Длинный сарафан сковывал движения, трясущиеся ноги с трудом дотягивались до веток.

– Ой, страшно-то как…

– Глаза отверните, – напомнила Ульяна мальчишкам, засмотревшимся на такое диво, как сторожкая Аксинья, спускающаяся с дерева. До земли оставалось совсем немного, аршина[7] два, когда девчонка неловко поставила ногу на сучок, тот подломился… Летевшую с испуганным визгом Аксинью поймал Семен. Вместе со своей ношей он повалился на землю. Увидев так близко ее темные глаза с длинными ресницами, он сглотнул слюну.

– Спасибо… Семен, – Оксюша одергивала подол с травяными пятнами. «Ишь какая! Еле живая от страха, а улыбается. Спасибо…»

– Бесстыжие, чем занимаются! – бабка Анфисы, полная, одутловатая Матрена размахивала сучковатой палкой. – Ишь, с парнями тут кувыркаются! И Анфиску…в свои бесовские игрища втянули!

Растерянный Семен вскочил и, не чувствуя ног, побежал в лес. Билась, ворошилась мысль: вот о чем поют девки за околицей, вот что за грязные шутки рассказывают друг другу парни постарше, многозначительным хохотом провожая иную девицу.

Дети оторопело смотрели на бабку. Аксинья судорожно поправляла подол. Куда деваться от стыда?

Ульянка с независимым видом смотрела на бабку, чуть выпятив подбородок. Анфиса опустила глаза и закусила нижнюю губу, по лицу ее совершенно невозможно было понять: стыдно ей или нет.

– Фиска, ну-ка домой! – Матрена гнала внучку, погоняя ее, как глупую телку, своей палкой.

Видимо, пожаловалась бабка, довела Анну до белого каления. Остаток лета Аксинья, Анфиска и Ульянка провели на капустнике[8]. Рыжик долго хмурила почти незаметные брови. Парни перестали брать ее с собой. Презрительно кривили губы: «Девчонка».

3. Девичество

Зима 1597 года была ранней. Уже к концу жовтеня[9] снег падал каждый день, заволакивая деревню белой пеленой. Скоро ударили морозы, и народ засел по избам. Женской половине семьи Вороновых было чем заняться: приданое Аксиньи, сложенное в больших сундуках, на взыскательный взгляд Анны, требовало пополнения. Целые вечера Анна с Аксиньей в бабьем куте[10] пряли нескончаемую пряжу, ткали холсты для рубашек, сарафанов, кофт и прочих нарядов, скатертей, простыней, коих должно было иметься великое множество в сундуках невесты, если не хотела она прослыть бесприданницей.

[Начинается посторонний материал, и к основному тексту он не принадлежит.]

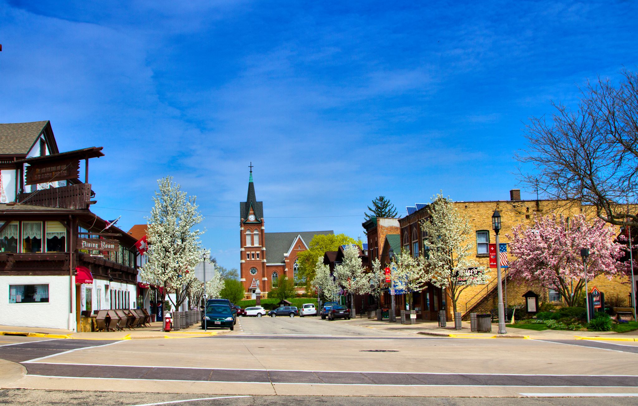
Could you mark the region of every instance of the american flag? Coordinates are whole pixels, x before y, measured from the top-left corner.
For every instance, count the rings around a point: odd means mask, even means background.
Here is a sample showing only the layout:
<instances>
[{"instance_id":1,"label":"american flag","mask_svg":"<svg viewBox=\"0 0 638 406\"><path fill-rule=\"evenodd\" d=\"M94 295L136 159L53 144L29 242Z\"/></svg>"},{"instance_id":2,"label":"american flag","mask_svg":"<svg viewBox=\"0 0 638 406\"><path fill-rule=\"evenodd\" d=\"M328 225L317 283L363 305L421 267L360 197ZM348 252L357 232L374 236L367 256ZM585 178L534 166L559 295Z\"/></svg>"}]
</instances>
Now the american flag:
<instances>
[{"instance_id":1,"label":"american flag","mask_svg":"<svg viewBox=\"0 0 638 406\"><path fill-rule=\"evenodd\" d=\"M500 246L498 249L498 257L501 259L501 268L508 268L509 265L507 264L507 244L499 244Z\"/></svg>"}]
</instances>

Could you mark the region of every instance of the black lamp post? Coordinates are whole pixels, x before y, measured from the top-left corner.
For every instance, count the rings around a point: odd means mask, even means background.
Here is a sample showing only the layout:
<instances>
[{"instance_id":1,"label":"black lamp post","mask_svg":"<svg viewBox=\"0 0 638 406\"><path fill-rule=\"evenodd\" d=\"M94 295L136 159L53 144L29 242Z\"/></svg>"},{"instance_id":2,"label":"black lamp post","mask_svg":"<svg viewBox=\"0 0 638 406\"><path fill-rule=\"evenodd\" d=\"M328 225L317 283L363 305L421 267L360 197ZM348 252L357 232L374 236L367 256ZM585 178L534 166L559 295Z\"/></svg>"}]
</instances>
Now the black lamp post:
<instances>
[{"instance_id":1,"label":"black lamp post","mask_svg":"<svg viewBox=\"0 0 638 406\"><path fill-rule=\"evenodd\" d=\"M589 248L581 248L581 257L582 258L582 269L585 274L585 306L587 308L587 322L590 322L590 295L587 290L587 258L590 256Z\"/></svg>"},{"instance_id":2,"label":"black lamp post","mask_svg":"<svg viewBox=\"0 0 638 406\"><path fill-rule=\"evenodd\" d=\"M496 234L496 283L498 284L498 334L505 334L505 315L503 306L503 283L501 280L500 248L498 243L498 233L501 230L501 213L494 210L492 214L492 229Z\"/></svg>"}]
</instances>

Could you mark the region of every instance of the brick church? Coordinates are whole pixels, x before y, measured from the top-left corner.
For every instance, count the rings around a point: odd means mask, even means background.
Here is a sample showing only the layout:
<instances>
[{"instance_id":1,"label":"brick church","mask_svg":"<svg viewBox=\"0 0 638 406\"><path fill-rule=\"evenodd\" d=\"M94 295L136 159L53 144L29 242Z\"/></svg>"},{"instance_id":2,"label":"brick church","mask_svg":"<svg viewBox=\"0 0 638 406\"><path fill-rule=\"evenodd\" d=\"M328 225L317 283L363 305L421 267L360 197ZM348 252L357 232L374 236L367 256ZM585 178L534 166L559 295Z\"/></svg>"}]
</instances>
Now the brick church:
<instances>
[{"instance_id":1,"label":"brick church","mask_svg":"<svg viewBox=\"0 0 638 406\"><path fill-rule=\"evenodd\" d=\"M246 292L254 293L258 286L263 294L284 278L293 279L302 291L306 280L298 275L297 255L308 249L315 235L333 231L265 232L263 204L255 197L252 166L248 196L239 203L239 278Z\"/></svg>"}]
</instances>

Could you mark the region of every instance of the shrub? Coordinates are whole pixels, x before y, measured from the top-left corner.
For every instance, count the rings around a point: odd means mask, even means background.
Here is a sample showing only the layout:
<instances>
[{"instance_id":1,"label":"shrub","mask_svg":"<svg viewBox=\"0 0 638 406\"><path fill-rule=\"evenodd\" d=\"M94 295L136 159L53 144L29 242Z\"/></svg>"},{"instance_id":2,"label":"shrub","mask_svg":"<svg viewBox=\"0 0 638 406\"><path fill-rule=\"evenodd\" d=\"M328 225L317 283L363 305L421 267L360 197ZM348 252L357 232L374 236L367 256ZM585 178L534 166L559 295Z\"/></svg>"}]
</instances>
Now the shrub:
<instances>
[{"instance_id":1,"label":"shrub","mask_svg":"<svg viewBox=\"0 0 638 406\"><path fill-rule=\"evenodd\" d=\"M611 317L609 317L609 315L599 312L596 314L595 317L590 321L587 328L591 331L611 331Z\"/></svg>"},{"instance_id":2,"label":"shrub","mask_svg":"<svg viewBox=\"0 0 638 406\"><path fill-rule=\"evenodd\" d=\"M536 318L539 320L558 320L562 316L553 312L540 312L536 313Z\"/></svg>"},{"instance_id":3,"label":"shrub","mask_svg":"<svg viewBox=\"0 0 638 406\"><path fill-rule=\"evenodd\" d=\"M585 319L585 308L583 307L563 307L557 312L560 317L574 317L584 320Z\"/></svg>"},{"instance_id":4,"label":"shrub","mask_svg":"<svg viewBox=\"0 0 638 406\"><path fill-rule=\"evenodd\" d=\"M540 304L538 306L538 312L552 312L555 310L556 308L556 305L551 302L545 302Z\"/></svg>"}]
</instances>

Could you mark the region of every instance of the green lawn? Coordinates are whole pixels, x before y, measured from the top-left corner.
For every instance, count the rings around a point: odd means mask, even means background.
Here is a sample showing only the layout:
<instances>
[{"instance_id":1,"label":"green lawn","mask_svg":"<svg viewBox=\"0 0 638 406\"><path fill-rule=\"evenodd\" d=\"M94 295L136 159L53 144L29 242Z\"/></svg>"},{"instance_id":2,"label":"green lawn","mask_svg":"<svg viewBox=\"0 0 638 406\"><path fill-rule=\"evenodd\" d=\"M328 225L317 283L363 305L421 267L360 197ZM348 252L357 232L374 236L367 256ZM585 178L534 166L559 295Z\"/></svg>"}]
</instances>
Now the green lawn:
<instances>
[{"instance_id":1,"label":"green lawn","mask_svg":"<svg viewBox=\"0 0 638 406\"><path fill-rule=\"evenodd\" d=\"M611 329L616 333L627 333L638 330L638 322L629 322L628 323L614 323Z\"/></svg>"},{"instance_id":2,"label":"green lawn","mask_svg":"<svg viewBox=\"0 0 638 406\"><path fill-rule=\"evenodd\" d=\"M528 330L536 330L537 331L542 331L543 330L547 330L547 326L543 324L505 324L507 327L512 327L515 329L527 329ZM636 327L638 328L638 327Z\"/></svg>"},{"instance_id":3,"label":"green lawn","mask_svg":"<svg viewBox=\"0 0 638 406\"><path fill-rule=\"evenodd\" d=\"M292 299L288 299L289 302L292 303L292 305L297 306L297 308L300 308L301 305L304 303L313 303L315 304L315 307L317 306L317 299L316 297L294 297ZM242 300L236 303L239 306L241 306L242 308L246 308L247 307L251 307L255 306L254 300ZM264 306L266 304L276 304L279 303L278 299L262 299L262 306Z\"/></svg>"}]
</instances>

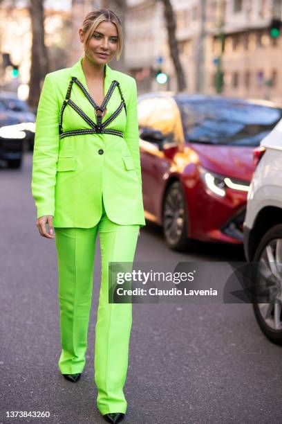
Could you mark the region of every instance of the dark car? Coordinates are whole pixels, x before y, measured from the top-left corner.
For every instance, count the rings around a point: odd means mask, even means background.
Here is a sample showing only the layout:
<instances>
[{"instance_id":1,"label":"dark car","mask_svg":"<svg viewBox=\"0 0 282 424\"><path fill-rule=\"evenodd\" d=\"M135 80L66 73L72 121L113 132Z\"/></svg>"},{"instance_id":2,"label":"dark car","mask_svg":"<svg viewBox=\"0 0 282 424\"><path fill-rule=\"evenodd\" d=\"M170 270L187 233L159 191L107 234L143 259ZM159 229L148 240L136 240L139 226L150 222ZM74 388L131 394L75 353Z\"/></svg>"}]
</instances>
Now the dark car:
<instances>
[{"instance_id":1,"label":"dark car","mask_svg":"<svg viewBox=\"0 0 282 424\"><path fill-rule=\"evenodd\" d=\"M19 99L15 93L0 91L0 108L15 116L19 122L24 124L26 142L29 150L32 150L35 143L35 119L26 102Z\"/></svg>"},{"instance_id":2,"label":"dark car","mask_svg":"<svg viewBox=\"0 0 282 424\"><path fill-rule=\"evenodd\" d=\"M143 201L173 249L190 239L241 244L253 150L282 109L220 96L139 96Z\"/></svg>"},{"instance_id":3,"label":"dark car","mask_svg":"<svg viewBox=\"0 0 282 424\"><path fill-rule=\"evenodd\" d=\"M9 168L19 168L26 137L23 124L9 112L0 110L0 160Z\"/></svg>"}]
</instances>

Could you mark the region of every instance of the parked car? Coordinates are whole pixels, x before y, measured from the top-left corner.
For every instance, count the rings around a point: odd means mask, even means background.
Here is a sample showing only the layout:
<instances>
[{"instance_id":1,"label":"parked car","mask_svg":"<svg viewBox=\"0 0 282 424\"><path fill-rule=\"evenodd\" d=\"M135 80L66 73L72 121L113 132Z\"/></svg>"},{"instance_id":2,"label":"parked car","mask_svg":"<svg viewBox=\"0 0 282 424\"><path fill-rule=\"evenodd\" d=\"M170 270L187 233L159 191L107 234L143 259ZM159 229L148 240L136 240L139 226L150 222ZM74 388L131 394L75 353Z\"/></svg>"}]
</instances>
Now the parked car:
<instances>
[{"instance_id":1,"label":"parked car","mask_svg":"<svg viewBox=\"0 0 282 424\"><path fill-rule=\"evenodd\" d=\"M267 296L266 303L253 303L256 320L268 339L282 345L282 120L255 149L254 160L243 223L244 251L258 268L256 286Z\"/></svg>"},{"instance_id":2,"label":"parked car","mask_svg":"<svg viewBox=\"0 0 282 424\"><path fill-rule=\"evenodd\" d=\"M15 93L0 91L0 108L9 112L23 124L22 128L26 134L25 141L27 148L32 150L35 144L36 116L30 109L27 103L19 99Z\"/></svg>"},{"instance_id":3,"label":"parked car","mask_svg":"<svg viewBox=\"0 0 282 424\"><path fill-rule=\"evenodd\" d=\"M270 102L172 91L138 98L146 218L169 247L242 244L254 148L282 116Z\"/></svg>"},{"instance_id":4,"label":"parked car","mask_svg":"<svg viewBox=\"0 0 282 424\"><path fill-rule=\"evenodd\" d=\"M0 109L0 161L9 168L19 168L26 137L19 119Z\"/></svg>"}]
</instances>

Ульянино приданое было скудным – без матери, тетушек и других родственниц тяжко ей было собрать все, что надобно справной невесте. С помощью Анны Рыжик кропотливо занималась извечной женской работой, радовалась каждой подсказке в рукоделии: как стежок прошить, как нитку сделать ровной и гладкой.

– Не бойся, Ульяна, и тебе нашьем нарядов. Ты как дочка нам, – утешала Анна Рыжика.

– Ты матушка моя, ты душа моя. Лешка с деньгами приедет, как Бабиновку достроят. Лишь бы мне не осрамиться перед еловскими. Родители Лешки голытьба, стыдить не будут… люди-то поглядят, что скажут!

Рыжик ластилась, гладила полную руку Анны. Аксинья наматывала пряжу на веретено. Шерсть колола пальцы, ускользала, виляла хвостом, а горло сдавливала непонятная обида.

Долгие зимние вечера сплетались в месяцы, за напевными песнями и работа шла быстрее. Анна низким, чуть надтреснутым голосом заводила песню, Ульяна с Аксиньей подхватывали. Чистый колокольчик Ульянкиного голоса вырывался на свободу. Мать с дочерью замолкали, боясь исказить, затемнить узорочье песни.

– Уж ты месяц, что за месяц?
Ночью светишь, а днем – нет.
Уж ты милый, что за милый?
Вечер любишь, другой – нет.
Уж ты месяц, белый месяц,
Мне, сердечный, помоги.
Ах ты милый, не постылый,
Поцелуй да обними.

– Ульяна, век бы тебя слушала, – утирала слезу Анна.

– Как страдаешь, как выводишь голосом. Не рано ли тебе, подруженька, песни такие петь? Милый, сердечко, поцелуй… – хохотала Аксинья.

– Да в самый раз. Лешку не забыла? – ерепенилась Ульяна, но послушно заводила совсем другие песни.

– Зайка, серый, где бывал?
Зайка серый, где гулял?
– Был я, парень, в том лесочке,
Гулял, парень, в том лесочке.

Аксинья подхватывала песню-прибаутку, передразнивала зайчишку нарочито высоким, писклявым голосочком.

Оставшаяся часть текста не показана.